How you initialize the weights matters more than I expected. Make them too big and the network blows up; too small and it barely learns. Xavier initialization keeps the variance reasonable as activations propagate through layers:

def _initialize_parameters(self) -> dict[str, np.ndarray]:
    parameters: dict[str, np.ndarray] = {}
    for l in range(1, len(self.layer_dims)):
        parameters[f"W{l}"] = np.random.randn(
            self.layer_dims[l],
            self.layer_dims[l-1]
        ) * np.sqrt(1./self.layer_dims[l])
        parameters[f"b{l}"] = np.zeros((self.layer_dims[l], 1))
    return parameters

Forward pass

This is where you actually run data through the network. The sigmoid squashes the output between 0 and 1:

\[\sigma(z) = \frac{1}{1 + e^{-z}}\]

def forward_propagation(self, X: np.ndarray):
    cache: dict[str, np.ndarray] = {}
    A = X
    for l in range(1, len(self.layer_dims)):
        Z = np.dot(self.parameters[f"W{l}"], A) + self.parameters[f"b{l}"]
        A = 1 / (1 + np.exp(-Z))
        cache[f"A{l}"] = A
        cache[f"Z{l}"] = Z
    return A, cache

I cached the intermediate Z and A values because backprop needs them, and recomputing the forward pass every time would be wasteful.

Loss

For binary classification I used binary cross entropy.
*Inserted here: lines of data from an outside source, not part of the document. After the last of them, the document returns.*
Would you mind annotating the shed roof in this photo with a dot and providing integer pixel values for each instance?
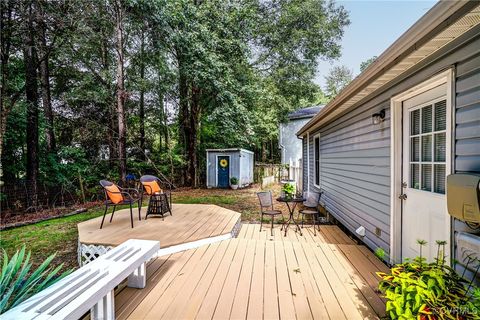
(229, 150)
(442, 24)
(308, 112)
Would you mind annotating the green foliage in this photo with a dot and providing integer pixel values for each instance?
(245, 65)
(18, 283)
(416, 289)
(337, 79)
(367, 62)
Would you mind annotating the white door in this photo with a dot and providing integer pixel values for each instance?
(426, 149)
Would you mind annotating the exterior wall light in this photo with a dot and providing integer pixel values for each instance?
(378, 117)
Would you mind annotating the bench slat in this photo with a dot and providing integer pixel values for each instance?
(76, 294)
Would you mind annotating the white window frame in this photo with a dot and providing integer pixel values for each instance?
(396, 160)
(315, 162)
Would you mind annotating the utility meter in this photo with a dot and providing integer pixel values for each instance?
(463, 197)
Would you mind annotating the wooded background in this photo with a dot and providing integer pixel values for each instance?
(100, 89)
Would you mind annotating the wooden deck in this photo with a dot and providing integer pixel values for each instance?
(189, 222)
(256, 276)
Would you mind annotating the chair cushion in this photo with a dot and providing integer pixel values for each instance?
(307, 211)
(152, 187)
(114, 197)
(272, 212)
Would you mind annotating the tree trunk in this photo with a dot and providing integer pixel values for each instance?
(6, 104)
(141, 111)
(31, 91)
(183, 120)
(45, 79)
(193, 137)
(121, 94)
(264, 152)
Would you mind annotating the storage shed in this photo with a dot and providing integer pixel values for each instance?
(222, 164)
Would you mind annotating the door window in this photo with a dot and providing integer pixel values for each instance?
(428, 128)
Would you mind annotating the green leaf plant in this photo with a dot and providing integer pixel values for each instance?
(416, 289)
(17, 283)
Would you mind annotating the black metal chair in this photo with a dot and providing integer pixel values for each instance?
(266, 207)
(115, 195)
(311, 209)
(160, 200)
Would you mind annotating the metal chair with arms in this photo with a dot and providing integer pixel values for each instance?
(266, 201)
(311, 209)
(115, 195)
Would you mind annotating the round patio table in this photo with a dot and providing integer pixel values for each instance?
(291, 204)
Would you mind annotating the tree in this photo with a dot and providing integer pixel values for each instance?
(31, 92)
(366, 63)
(120, 89)
(337, 79)
(154, 81)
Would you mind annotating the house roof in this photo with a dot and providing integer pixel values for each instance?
(308, 112)
(442, 24)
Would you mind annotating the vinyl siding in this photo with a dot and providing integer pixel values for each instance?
(467, 135)
(355, 172)
(355, 154)
(467, 128)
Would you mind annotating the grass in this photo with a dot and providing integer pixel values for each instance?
(44, 238)
(60, 235)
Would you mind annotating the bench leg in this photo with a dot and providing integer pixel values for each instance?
(138, 279)
(105, 308)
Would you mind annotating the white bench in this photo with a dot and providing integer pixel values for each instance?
(92, 286)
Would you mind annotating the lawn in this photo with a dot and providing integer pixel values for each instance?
(61, 236)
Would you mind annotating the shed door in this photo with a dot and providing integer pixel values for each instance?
(223, 171)
(425, 166)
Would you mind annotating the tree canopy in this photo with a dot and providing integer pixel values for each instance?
(94, 89)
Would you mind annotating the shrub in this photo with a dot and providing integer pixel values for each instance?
(17, 284)
(420, 290)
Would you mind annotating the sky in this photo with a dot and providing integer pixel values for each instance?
(374, 26)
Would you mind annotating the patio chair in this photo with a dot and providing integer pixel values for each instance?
(266, 208)
(311, 209)
(115, 195)
(160, 200)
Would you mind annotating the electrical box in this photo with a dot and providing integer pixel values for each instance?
(463, 197)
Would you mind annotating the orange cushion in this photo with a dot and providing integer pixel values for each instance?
(114, 197)
(152, 187)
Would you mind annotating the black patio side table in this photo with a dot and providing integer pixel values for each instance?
(158, 205)
(291, 205)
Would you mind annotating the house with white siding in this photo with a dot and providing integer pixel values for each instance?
(382, 149)
(289, 144)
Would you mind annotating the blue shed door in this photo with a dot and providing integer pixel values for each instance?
(223, 171)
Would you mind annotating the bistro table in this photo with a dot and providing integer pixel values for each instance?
(291, 204)
(158, 205)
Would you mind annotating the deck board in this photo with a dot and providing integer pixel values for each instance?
(258, 276)
(189, 222)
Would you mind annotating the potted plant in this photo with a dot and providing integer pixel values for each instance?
(416, 289)
(288, 190)
(234, 183)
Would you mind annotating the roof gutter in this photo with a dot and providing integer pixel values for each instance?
(434, 21)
It penalizes confident wrong answers more than uncertain ones, which is the behavior you want from a loss:

\[E = -\frac{1}{m}\sum_{i=1}^m \left[ y_i \log(a_i) + (1 - y_i) \log(1 - a_i) \right]\]
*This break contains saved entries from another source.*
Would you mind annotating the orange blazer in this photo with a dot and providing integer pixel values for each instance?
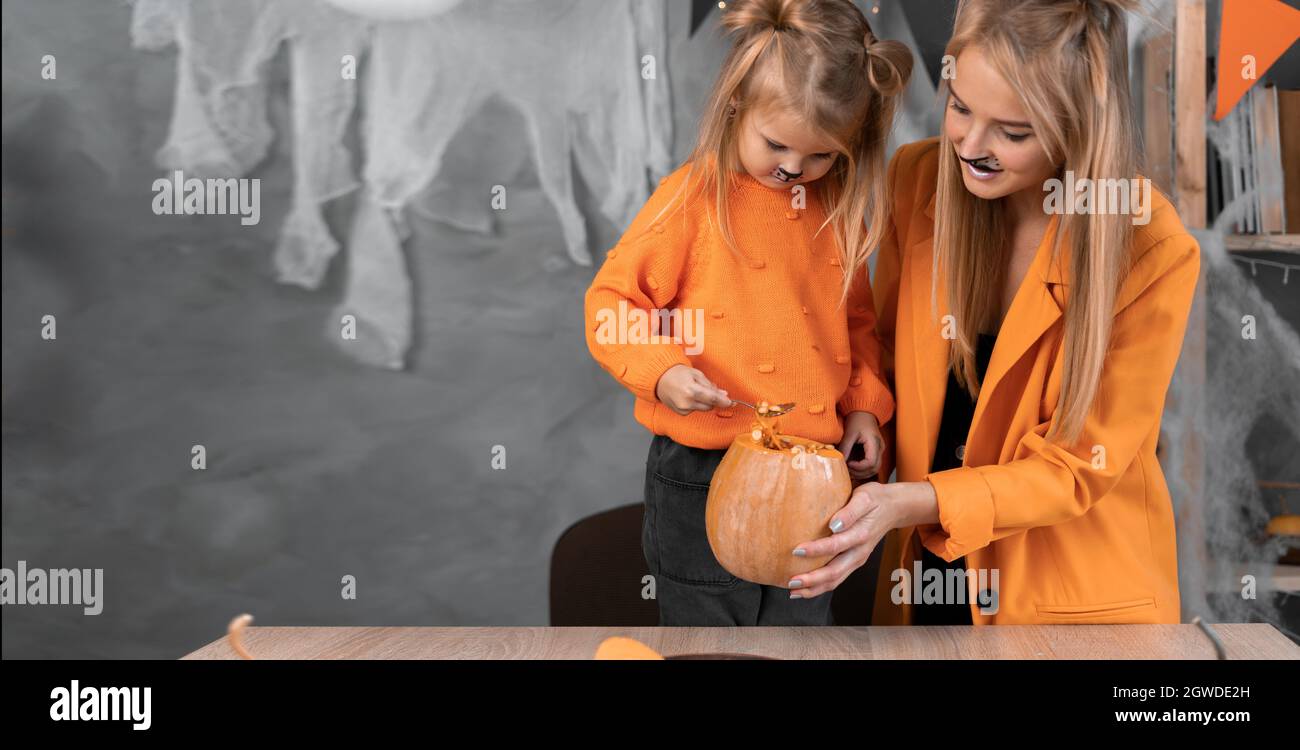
(1077, 534)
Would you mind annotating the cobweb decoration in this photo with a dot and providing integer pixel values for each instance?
(1246, 380)
(571, 68)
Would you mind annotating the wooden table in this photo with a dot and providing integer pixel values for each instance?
(1242, 641)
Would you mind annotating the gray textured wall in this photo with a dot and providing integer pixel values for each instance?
(172, 332)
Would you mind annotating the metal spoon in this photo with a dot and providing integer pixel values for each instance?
(772, 410)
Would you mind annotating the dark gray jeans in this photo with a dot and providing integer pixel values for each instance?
(690, 586)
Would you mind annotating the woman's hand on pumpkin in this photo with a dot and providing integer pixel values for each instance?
(862, 523)
(862, 428)
(684, 390)
(870, 514)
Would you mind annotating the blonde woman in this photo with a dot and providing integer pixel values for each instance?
(1030, 334)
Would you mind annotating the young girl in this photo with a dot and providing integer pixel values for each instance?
(750, 259)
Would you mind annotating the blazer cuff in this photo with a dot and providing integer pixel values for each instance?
(965, 514)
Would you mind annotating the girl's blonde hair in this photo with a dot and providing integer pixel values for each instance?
(819, 61)
(1067, 60)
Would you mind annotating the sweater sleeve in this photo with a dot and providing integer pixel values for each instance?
(642, 273)
(867, 390)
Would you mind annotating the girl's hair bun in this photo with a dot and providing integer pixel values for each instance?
(888, 65)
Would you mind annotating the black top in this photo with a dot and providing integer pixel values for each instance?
(958, 412)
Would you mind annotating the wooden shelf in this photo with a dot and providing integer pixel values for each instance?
(1262, 242)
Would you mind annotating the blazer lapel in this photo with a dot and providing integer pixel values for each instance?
(1038, 304)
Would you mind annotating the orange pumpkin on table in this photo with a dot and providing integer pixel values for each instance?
(768, 494)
The loss should drop as predictions get better. If it doesn’t, something is wrong upstream.

Backprop

The network learns by figuring out how much each weight contributed to the error and nudging it in the right direction. The chain rule does most of the work:

\[\frac{\partial E}{\partial w_{i}} = \frac{\partial E}{\partial y} \cdot \frac{\partial y}{\partial z} \cdot \frac{\partial z}{\partial w_{i}}\]

Then you update the weights:

\[w_{i} := w_{i} - \alpha \frac{\partial E}{\partial w_{i}}\]

The training loop ties everything together:

def train(self, X, Y, learning_rate: float = 0.1, epochs: int = 1000):
    losses: list[float] = []
    m = X.shape[1]
    for _ in range(epochs):
        A, cache = self.forward_propagation(X)
        loss = -1/m * np.sum(Y * np.log(A) + (1 - Y) * np.log(1 - A))
        losses.append(float(loss))
        self._backward_propagation(X, Y, cache, learning_rate)
    return losses

For the output layer the gradient is straightforward:

\[\frac{\partial L}{\partial z^{[L]}} = A^{[L]} - Y\]

For hidden layers you propagate backwards using the chain rule:

\[\frac{\partial L}{\partial z^{[l]}} = W^{[l+1]T} \frac{\partial L}{\partial z^{[l+1]}} \odot \sigma'(z^{[l]})\]

The implementation walks the layers in reverse:

def _backward_propagation(self, X, Y, cache, learning_rate):
    m = X.shape[1]
    L = len(self.layer_dims) - 1
    
    dA = -(np.divide(Y, cache[f"A{L}"]) -
           np.divide(1 - Y, 1 - cache[f"A{L}"]))
    
    for l in reversed(range(1, L + 1)):
        Z = cache[f"Z{l}"]
        A_prev = cache[f"A{l-1}"] if l > 1 else X
        
        dZ = dA * (cache[f"A{l}"] * (1 - cache[f"A{l}"]))
        dW = 1/m * np.dot(dZ, A_prev.T)
        db = 1/m * np.sum(dZ, axis=1, keepdims=True)
        
        self.parameters[f"W{l}"] -= learning_rate * dW
        self.parameters[f"b{l}"] -= learning_rate * db
        
        if l > 1:
            dA = np.dot(self.parameters[f"W{l}"].T, dZ)

The sigmoid derivative has a nice closed form, which makes the implementation cleaner: \(\sigma'(z) = \sigma(z)(1 - \sigma(z))\). You already have \(\sigma(z)\) from the forward pass, so the derivative is basically free.

What I got out of it

After this exercise I had way more intuition for what TensorFlow was doing under the hood. Things like “why is my loss exploding to NaN” or “why is my network not learning” stopped feeling like mysteries. They turned into pretty mechanical questions about gradients, initialization, and learning rates.

If you’ve been using ML libraries without ever opening them up, I’d recommend doing this once. It’s tedious, but the intuition you walk away with sticks in a way that no tutorial gives you.